REVO Hospitality Group files for insolvency amid rising costs and market pressures
REVO Hospitality Group, a leading European hotel operator, has filed for self-administered insolvency. The move comes after months of financial pressure from rising costs and market challenges. The company manages 250 hotels across twelve countries, employing around 8,300 people.
The insolvency affects roughly 140 subsidiaries, including four hotels in the Brussels region: Steigenberger Parkhotel, Centro Hotel, IntercityHotel in Braunschweig, and Centro Hotel Goya in Wolfsburg. Operations will continue during proceedings, with a restructuring target set for summer 2026.

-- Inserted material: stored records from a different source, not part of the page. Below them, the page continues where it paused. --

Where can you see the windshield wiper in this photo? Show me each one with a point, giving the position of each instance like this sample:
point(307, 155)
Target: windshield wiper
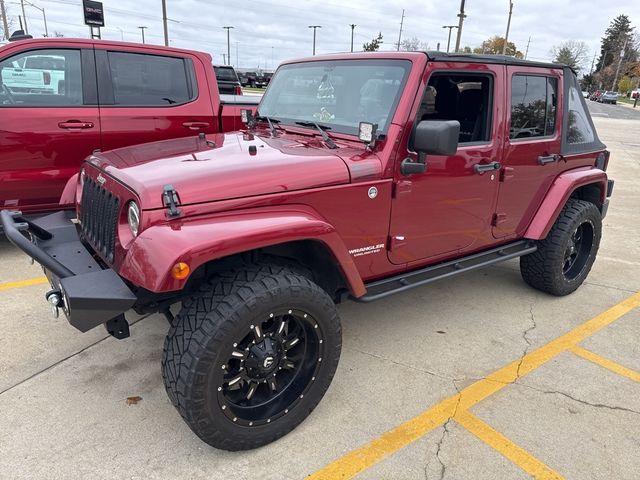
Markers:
point(327, 139)
point(271, 122)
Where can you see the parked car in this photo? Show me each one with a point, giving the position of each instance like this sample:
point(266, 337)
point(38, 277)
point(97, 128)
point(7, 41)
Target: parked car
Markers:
point(608, 97)
point(227, 79)
point(61, 99)
point(355, 179)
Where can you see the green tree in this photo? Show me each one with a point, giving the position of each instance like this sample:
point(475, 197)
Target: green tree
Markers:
point(373, 45)
point(571, 53)
point(493, 46)
point(625, 84)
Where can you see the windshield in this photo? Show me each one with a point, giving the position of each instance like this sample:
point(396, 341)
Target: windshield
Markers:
point(337, 93)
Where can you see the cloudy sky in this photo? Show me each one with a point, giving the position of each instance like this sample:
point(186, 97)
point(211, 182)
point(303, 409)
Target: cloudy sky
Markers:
point(269, 31)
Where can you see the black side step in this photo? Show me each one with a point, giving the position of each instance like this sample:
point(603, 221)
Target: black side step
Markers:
point(405, 281)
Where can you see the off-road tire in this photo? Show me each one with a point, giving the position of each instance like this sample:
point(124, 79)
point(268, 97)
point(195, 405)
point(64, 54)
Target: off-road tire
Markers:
point(210, 320)
point(543, 269)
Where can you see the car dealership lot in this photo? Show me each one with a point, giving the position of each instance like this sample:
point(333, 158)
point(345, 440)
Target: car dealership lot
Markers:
point(529, 404)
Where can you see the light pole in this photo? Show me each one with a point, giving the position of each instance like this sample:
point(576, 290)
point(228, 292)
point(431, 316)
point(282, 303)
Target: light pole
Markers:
point(314, 36)
point(450, 27)
point(353, 26)
point(228, 29)
point(142, 30)
point(506, 36)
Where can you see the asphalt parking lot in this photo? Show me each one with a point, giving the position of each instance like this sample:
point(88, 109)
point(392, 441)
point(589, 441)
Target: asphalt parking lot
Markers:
point(474, 377)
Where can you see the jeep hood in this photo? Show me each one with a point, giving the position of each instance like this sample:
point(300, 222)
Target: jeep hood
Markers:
point(224, 166)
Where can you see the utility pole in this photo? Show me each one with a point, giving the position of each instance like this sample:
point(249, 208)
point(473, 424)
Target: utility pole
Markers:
point(506, 36)
point(450, 27)
point(5, 23)
point(142, 30)
point(24, 17)
point(462, 16)
point(615, 79)
point(353, 26)
point(228, 29)
point(164, 23)
point(314, 36)
point(592, 62)
point(400, 34)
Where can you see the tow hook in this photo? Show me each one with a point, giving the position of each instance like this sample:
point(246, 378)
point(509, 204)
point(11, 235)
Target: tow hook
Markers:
point(55, 301)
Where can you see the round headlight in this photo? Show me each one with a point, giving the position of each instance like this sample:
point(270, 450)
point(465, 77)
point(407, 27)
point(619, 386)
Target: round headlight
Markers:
point(133, 216)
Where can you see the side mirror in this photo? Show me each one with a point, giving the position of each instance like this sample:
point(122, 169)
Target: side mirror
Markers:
point(432, 137)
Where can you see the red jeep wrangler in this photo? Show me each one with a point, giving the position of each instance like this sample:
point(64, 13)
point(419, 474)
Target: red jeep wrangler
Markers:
point(361, 175)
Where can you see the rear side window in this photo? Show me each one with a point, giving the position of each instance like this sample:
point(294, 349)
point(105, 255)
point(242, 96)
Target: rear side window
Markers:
point(579, 130)
point(534, 101)
point(149, 80)
point(42, 78)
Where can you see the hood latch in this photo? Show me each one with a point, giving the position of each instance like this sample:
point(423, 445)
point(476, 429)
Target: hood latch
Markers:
point(171, 201)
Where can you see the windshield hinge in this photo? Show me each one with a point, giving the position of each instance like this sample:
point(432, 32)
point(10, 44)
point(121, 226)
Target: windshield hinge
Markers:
point(171, 201)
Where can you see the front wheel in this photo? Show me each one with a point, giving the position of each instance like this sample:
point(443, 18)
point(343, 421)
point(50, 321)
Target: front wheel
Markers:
point(249, 358)
point(563, 259)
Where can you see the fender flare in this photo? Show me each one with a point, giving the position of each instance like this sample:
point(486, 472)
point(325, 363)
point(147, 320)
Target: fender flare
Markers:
point(561, 189)
point(70, 193)
point(198, 240)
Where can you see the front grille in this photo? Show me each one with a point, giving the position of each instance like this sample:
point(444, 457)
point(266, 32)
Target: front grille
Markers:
point(99, 217)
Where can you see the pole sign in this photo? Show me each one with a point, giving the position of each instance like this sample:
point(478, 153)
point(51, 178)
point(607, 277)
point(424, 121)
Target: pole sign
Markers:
point(93, 13)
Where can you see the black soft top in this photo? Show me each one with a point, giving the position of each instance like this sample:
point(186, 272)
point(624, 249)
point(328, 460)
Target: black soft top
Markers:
point(437, 56)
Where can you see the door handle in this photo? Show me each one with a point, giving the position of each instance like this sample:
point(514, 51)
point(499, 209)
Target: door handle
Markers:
point(544, 159)
point(195, 125)
point(75, 124)
point(486, 167)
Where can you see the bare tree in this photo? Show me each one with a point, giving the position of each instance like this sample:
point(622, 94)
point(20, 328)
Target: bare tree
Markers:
point(572, 53)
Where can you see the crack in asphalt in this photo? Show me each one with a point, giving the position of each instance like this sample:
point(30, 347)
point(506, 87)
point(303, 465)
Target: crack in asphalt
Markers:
point(445, 433)
point(579, 400)
point(533, 326)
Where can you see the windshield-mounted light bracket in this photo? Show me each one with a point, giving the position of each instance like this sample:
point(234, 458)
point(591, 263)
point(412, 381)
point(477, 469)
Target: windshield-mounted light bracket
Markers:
point(367, 133)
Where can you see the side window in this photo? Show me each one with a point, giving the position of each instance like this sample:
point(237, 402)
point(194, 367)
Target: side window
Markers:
point(578, 128)
point(150, 80)
point(466, 98)
point(42, 78)
point(533, 106)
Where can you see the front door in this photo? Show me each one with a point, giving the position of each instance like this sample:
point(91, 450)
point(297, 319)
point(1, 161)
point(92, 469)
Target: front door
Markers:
point(448, 209)
point(531, 153)
point(48, 123)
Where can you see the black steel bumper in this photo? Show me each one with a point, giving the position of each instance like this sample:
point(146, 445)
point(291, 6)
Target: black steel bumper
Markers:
point(89, 295)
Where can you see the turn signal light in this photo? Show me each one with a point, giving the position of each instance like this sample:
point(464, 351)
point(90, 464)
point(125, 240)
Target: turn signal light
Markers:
point(180, 271)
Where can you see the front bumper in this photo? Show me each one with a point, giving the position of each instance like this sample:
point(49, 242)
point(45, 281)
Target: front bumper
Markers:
point(90, 294)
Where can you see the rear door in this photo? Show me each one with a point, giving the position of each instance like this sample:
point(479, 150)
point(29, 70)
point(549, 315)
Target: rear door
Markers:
point(147, 96)
point(531, 152)
point(49, 122)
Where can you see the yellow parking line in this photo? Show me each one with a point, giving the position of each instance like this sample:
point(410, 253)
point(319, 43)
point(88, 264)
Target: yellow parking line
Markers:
point(606, 363)
point(506, 447)
point(390, 442)
point(23, 283)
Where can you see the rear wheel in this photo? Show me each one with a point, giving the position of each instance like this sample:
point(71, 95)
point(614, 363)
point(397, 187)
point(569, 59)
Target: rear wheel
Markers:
point(249, 358)
point(563, 259)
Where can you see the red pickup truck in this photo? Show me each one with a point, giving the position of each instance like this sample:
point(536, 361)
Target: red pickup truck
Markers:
point(360, 176)
point(62, 99)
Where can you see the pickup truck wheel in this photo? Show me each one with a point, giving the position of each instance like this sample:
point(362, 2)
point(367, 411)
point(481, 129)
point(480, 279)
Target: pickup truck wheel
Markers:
point(250, 357)
point(563, 259)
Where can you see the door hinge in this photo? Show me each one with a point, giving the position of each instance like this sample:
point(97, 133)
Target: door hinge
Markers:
point(506, 174)
point(171, 201)
point(498, 218)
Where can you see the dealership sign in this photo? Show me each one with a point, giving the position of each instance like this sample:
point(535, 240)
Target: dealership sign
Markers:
point(93, 13)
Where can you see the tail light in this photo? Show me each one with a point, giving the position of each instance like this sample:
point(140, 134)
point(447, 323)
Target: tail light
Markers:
point(602, 160)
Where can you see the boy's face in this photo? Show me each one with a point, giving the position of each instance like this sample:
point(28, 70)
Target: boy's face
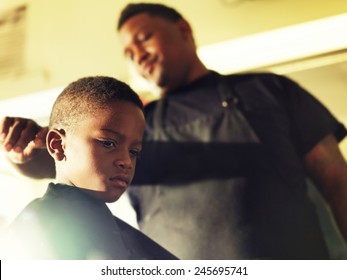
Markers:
point(101, 154)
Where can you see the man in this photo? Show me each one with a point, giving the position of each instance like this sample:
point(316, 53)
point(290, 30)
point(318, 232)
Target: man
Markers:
point(225, 159)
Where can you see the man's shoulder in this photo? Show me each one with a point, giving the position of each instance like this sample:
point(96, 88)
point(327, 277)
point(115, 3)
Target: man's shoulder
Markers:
point(254, 77)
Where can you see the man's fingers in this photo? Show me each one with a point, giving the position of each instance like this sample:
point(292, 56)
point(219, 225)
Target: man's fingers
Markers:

Financial troubles stem from soaring wage bills, higher rents, and increased energy and food prices. Rapid expansion has also strained the group’s finances. In Brussels, a VAT hike to 12 percent and higher city taxes have worsened the situation. Local hotels face low occupancy rates—70.7 percent in 2025 compared to 74.7 percent in 2019—alongside flat room revenues and unfair competition from illegal accommodations, which now hold 25 percent of the market.
The impact on employees and regional hotels remains uncertain. The group struggles to offset inflation, putting jobs and competitiveness at risk.
REVO Hospitality Group aims to stabilise its finances through restructuring by mid-2026. The insolvency highlights broader pressures on the hospitality sector, including tax burdens and rising operational costs. The outcome for staff and local hotels will depend on the success of the reorganisation plan.